Association Study Identified HLA‐DQA1 as a Novel Genetic Risk of Systemic Lupus Erythematosus‐Associated Pulmonary Arterial Hypertension

• Published in: Arthritis & rheumatology (Hoboken, N.J.) Vol. 75; no. 12; pp. 2207 - 2215
• Main Authors: Qian, Junyan, Chen, Ying, Yang, Xinzhuang, Wang, Qian, Zhao, Jiuliang, Deng, Xiaoyue, Ding, Yufang, Li, Shengjie, Liu, Yongtai, Tian, Zhuang, Shen, Juan, Liao, Qijun, Wang, Yanhong, Zuo, Xianbo, Zhang, Xuejun, Li, Mengtao, Cui, Yong, Yu, Xueqing, Zeng, Xiaofeng
• Format: Journal Article
• Language: English
• Published: Boston, USA Wiley Periodicals, Inc 01.12.2023; Wiley Subscription Services, Inc
• Subjects: Alleles; Amino acids; Antigens; CD4 antigen; Chronic conditions; DQA1 protein; Genetic diversity; Genetic Predisposition to Disease; Genetic variance; Histocompatibility antigen HLA; Humans; Hypertension; Hypertension, Pulmonary; Lupus; Lupus Erythematosus, Systemic - complications; Lupus Erythematosus, Systemic - diagnosis; Lupus Erythematosus, Systemic - genetics; Lymphocytes; Lymphocytes T; Major histocompatibility complex; Nucleotides; Phenotypes; Pulmonary Arterial Hypertension - genetics; Pulmonary hypertension; Risk Factors; Systemic lupus erythematosus; T cell receptors
• ISSN: 2326-5191; 2326-5205; 2326-5205
• DOI: 10.1002/art.42641

Objective Pulmonary arterial hypertension (PAH) is a severe complication of systemic lupus erythematosus (SLE). However, the genetic signatures of SLE‐associated PAH have not been well studied. We aimed to identify genetic variants implicated in SLE‐associated PAH susceptibility within the major histocompatibility complex (MHC) region and assess the contribution to clinical outcomes. Methods A total of 172 patients with SLE‐associated PAH confirmed by right heart catheterization, 1,303 patients with SLE without PAH, and 9,906 healthy controls were included. Deep sequencing of the MHC region was performed to identify alleles, single‐nucleotide polymorphisms, and amino acids.
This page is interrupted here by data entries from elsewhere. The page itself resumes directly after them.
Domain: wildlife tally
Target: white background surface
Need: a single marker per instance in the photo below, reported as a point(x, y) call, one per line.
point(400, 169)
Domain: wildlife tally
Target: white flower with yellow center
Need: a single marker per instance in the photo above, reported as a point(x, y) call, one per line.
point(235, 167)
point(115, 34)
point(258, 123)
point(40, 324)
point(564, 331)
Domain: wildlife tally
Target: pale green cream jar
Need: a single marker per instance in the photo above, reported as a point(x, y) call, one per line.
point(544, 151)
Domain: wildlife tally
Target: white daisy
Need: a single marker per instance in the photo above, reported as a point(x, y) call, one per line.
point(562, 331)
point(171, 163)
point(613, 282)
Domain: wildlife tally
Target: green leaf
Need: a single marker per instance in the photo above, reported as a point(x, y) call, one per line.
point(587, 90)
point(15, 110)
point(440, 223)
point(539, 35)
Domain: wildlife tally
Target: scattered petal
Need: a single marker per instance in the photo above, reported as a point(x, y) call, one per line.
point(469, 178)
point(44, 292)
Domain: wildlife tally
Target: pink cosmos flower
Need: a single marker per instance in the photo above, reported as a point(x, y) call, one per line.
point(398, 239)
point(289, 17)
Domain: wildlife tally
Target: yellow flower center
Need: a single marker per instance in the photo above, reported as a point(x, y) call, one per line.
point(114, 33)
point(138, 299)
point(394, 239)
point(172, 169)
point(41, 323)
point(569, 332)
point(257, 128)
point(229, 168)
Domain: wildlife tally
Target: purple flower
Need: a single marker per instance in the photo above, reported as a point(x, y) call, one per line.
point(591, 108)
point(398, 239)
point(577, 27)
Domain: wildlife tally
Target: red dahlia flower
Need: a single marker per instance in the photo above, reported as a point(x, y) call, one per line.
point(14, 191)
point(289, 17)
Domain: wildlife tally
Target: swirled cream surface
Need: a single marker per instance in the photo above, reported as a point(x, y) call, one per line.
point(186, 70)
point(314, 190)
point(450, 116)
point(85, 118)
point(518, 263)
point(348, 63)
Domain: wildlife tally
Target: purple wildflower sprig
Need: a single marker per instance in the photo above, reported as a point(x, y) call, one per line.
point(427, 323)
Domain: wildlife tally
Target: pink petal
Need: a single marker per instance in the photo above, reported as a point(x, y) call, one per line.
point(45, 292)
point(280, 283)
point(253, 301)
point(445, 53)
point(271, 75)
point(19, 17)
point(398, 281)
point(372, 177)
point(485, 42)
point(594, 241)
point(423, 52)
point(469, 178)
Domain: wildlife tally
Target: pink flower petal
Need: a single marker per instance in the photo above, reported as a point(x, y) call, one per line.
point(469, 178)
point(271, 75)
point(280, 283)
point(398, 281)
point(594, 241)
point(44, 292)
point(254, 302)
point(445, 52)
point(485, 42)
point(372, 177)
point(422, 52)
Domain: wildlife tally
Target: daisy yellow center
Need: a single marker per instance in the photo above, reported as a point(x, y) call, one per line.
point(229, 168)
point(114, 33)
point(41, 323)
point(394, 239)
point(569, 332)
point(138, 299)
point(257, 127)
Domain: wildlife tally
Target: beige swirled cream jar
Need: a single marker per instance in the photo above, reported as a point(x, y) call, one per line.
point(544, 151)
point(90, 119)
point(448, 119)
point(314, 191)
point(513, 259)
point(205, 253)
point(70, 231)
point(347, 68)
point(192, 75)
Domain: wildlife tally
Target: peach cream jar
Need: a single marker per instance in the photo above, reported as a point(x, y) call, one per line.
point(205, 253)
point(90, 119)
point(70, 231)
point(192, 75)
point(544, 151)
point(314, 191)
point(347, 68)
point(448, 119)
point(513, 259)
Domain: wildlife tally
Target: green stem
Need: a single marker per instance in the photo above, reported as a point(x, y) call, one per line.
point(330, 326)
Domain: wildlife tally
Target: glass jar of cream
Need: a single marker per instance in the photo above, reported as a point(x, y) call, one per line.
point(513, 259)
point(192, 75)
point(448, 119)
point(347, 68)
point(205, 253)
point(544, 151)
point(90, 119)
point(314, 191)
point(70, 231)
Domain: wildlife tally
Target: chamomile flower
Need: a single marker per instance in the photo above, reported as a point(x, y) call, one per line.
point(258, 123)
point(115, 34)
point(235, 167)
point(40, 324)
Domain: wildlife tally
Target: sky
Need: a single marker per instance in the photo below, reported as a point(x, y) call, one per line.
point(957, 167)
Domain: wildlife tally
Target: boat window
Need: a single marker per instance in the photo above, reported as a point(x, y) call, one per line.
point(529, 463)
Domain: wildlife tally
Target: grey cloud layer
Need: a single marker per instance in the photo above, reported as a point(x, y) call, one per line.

We compared patients with SLE‐associated PAH with patients with SLE without PAH and healthy controls. Clinical association study was conducted to explore the contribution to phenotypes. Results A total of 19,881 genetic variants were identified within the MHC region. HLA‐DQA1*03:02 was identified as a novel genetic variant associated with SLE‐associated PAH in the discovery cohort (P = 5.68 × 10−12) and authenticated in an independent replication cohort (P = 1.30 × 10−9). The strongest associated amino acid position was mapped to HLA‐DQα1 in the region affecting MHC/peptide‐CD4+ T cell receptor affinity and antigen binding. Clinical association study demonstrated that patients with SLE‐associated PAH with HLA‐DQA1*03:02 had significantly lower rates of target role achievement (P = 0.005) and survival (P = 0.04). Conclusion This study, based on the largest cohort of SLE‐associated PAH, is the first to investigate how MHC region genetic variants contribute to SLE‐associated PAH susceptibility. HLA‐DQA1*03:02 is a novel genetic risk factor and a prognostic factor in SLE‐associated PAH. Patients with SLE with this allele require regular monitoring and careful follow‐up for early diagnosis and interventions for potential PAH.